Belhaven Palace, Thiruvananthapuram, Kerala -a heritage site built by a Portuguese trader

Belhaven_Palace Thiruvananthapuram

The SW Indian state of Kerala has innumerable monuments in the form of palaces, churches, temples, etc.,   many of which  are unknown across India due to poor publicity, barring Kettuvallam  (boat) rides in the picturesque backwaters.   This is also true of many other states like  Odisha, Tamil Nadu, Karnataka  and   Andhra. Both  travel agents and the tourism department of the government  it is quite disappointing, it the last decade or so  have never given   much focus on the monuments of southern states as they do on the  oft-repeated sites   in Delhi and the nearby areas. Maharashtra, West Bengal, Rajasthan and Gujarat  are far better off for reasons of  easy accessibility and publicity by the tourism departments.  In the case Odisha temples need better focus. As for the southern states like  Tamil Nadu and others they have to make a long stride to catch up with them in getting the tourists to come here. To begin with around the monument sites and elsewhere, state governments  have to improve the infrastructure with better hospitality services, amenities  good  access roads, etc  for the visitors besides  paying serious attention to publicity pitch  on heritage sites,  natural scenery, safe trails in the wooded areas in the respective regions. 

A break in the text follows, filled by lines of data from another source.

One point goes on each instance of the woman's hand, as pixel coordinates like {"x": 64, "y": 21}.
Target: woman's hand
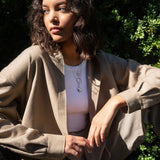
{"x": 102, "y": 120}
{"x": 74, "y": 145}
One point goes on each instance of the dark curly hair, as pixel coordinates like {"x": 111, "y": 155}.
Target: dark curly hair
{"x": 86, "y": 31}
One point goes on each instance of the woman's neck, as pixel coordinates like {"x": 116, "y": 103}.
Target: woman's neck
{"x": 71, "y": 57}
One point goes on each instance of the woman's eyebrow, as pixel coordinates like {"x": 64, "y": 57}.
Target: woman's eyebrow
{"x": 56, "y": 4}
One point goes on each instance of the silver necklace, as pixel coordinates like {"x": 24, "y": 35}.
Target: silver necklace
{"x": 77, "y": 77}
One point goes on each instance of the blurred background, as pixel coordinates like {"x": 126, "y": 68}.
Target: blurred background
{"x": 130, "y": 29}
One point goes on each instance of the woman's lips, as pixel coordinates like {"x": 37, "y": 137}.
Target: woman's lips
{"x": 55, "y": 30}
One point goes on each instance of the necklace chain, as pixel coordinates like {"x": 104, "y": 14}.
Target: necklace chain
{"x": 77, "y": 76}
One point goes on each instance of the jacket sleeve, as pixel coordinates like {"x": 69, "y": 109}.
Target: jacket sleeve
{"x": 13, "y": 135}
{"x": 138, "y": 84}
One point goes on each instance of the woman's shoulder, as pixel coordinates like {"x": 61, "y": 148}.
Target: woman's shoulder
{"x": 105, "y": 56}
{"x": 34, "y": 52}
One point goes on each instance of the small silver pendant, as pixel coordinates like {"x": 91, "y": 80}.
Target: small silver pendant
{"x": 79, "y": 89}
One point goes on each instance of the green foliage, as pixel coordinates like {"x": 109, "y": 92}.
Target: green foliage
{"x": 150, "y": 150}
{"x": 130, "y": 29}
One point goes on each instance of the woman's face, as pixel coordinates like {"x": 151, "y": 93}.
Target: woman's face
{"x": 58, "y": 19}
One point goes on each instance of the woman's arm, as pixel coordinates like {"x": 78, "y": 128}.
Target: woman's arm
{"x": 103, "y": 119}
{"x": 139, "y": 88}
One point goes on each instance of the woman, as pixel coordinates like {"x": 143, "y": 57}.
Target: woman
{"x": 63, "y": 99}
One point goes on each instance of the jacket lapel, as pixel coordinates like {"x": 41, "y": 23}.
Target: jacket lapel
{"x": 60, "y": 110}
{"x": 94, "y": 82}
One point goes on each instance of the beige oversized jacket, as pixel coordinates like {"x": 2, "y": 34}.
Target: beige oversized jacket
{"x": 33, "y": 103}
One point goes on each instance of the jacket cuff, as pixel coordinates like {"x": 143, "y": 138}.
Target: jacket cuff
{"x": 56, "y": 145}
{"x": 132, "y": 99}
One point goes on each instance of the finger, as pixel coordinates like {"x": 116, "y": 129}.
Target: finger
{"x": 97, "y": 137}
{"x": 88, "y": 147}
{"x": 102, "y": 134}
{"x": 81, "y": 141}
{"x": 77, "y": 148}
{"x": 91, "y": 136}
{"x": 73, "y": 152}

Belhaven_Palace  Tiruvanndapuram.

Belhaven_Palace thiruvanndapuram.

On a few occasions I have been to Thruvanathapuram city and only in the recent past I heard about the presence of  gorgeous  old palaces  of historical value in the fort area. Thanks to the efforts being made by the Kerala Tourism department to demarcate the heritage zones in the fort area to save the old structures.  Zoning of the fort area of the capital city is good effort in right direction  coupled with heritage walks led by heritage lovers. The Muizir heritage project (Rs.150 crore plus cost), the first one in Kerala  is yet another positive move made by the state government. Participants garner hitherto unknown valuable information on the sites with hidden history in the heritage zone. Preservation of age old tradition and cultural ethos gaining currency not only in Kerala but also across the country. 

This post is about Belhaven Palace in the capital city. I never came across an interesting heritage site - Belhaven Palace, which is now  the official guest house of the Reserve Bank of India. The palace at  Kowdiar, in the late 80's served as the  administrative office of the Indian Air force during  operation  in Srilanka.

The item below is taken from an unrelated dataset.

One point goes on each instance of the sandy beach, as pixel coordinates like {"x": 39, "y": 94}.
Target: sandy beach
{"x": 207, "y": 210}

The builder of Belhaven palace Theodore Lawrence Gomez of Portuguese descent  was  a wealthy trader and he also  had  maintained a racecourse in a site  around the property. According to  architect and artist Maya,  Theodore Gomez, who was the first trader in western goods in this town then,  ran  the  race course for the British in this area. They needed some kind of entertainment on the week end, the race course gave them the needed fun and respite from routine official work. 

Obviously in the late 1880s, the near-by palace acted as a social club for the European families  to exchange pleasantries and  gossips to while away their leisure time. In 1902 the ownership changed hands and Maharajah  Sree Moolam Thirunal Rama Varma  bought it for his consort  Srimathi Karthiani Pillai Kochamma. Till 1968, this palace was under the control of the descendants of the Travancore ruler and later RBI bought it. The Palace has now been converted into the VOF (visiting officers flats)'

About the building with one story, details are not available as to its architect, materials used in the construction, date of completion, etc. The building with a big pillared porch has a slanting tiled reef all around over the first floor, implying the influence of native architecture. An impressive, but  incongruent architectural feature is the rounded tower with a gently conical to rising from the top of first floor. A combination of  outer white walls and red colored roof  makes the old structure more impressive. The surrounding  open space on the ground makes it look like a grand structure.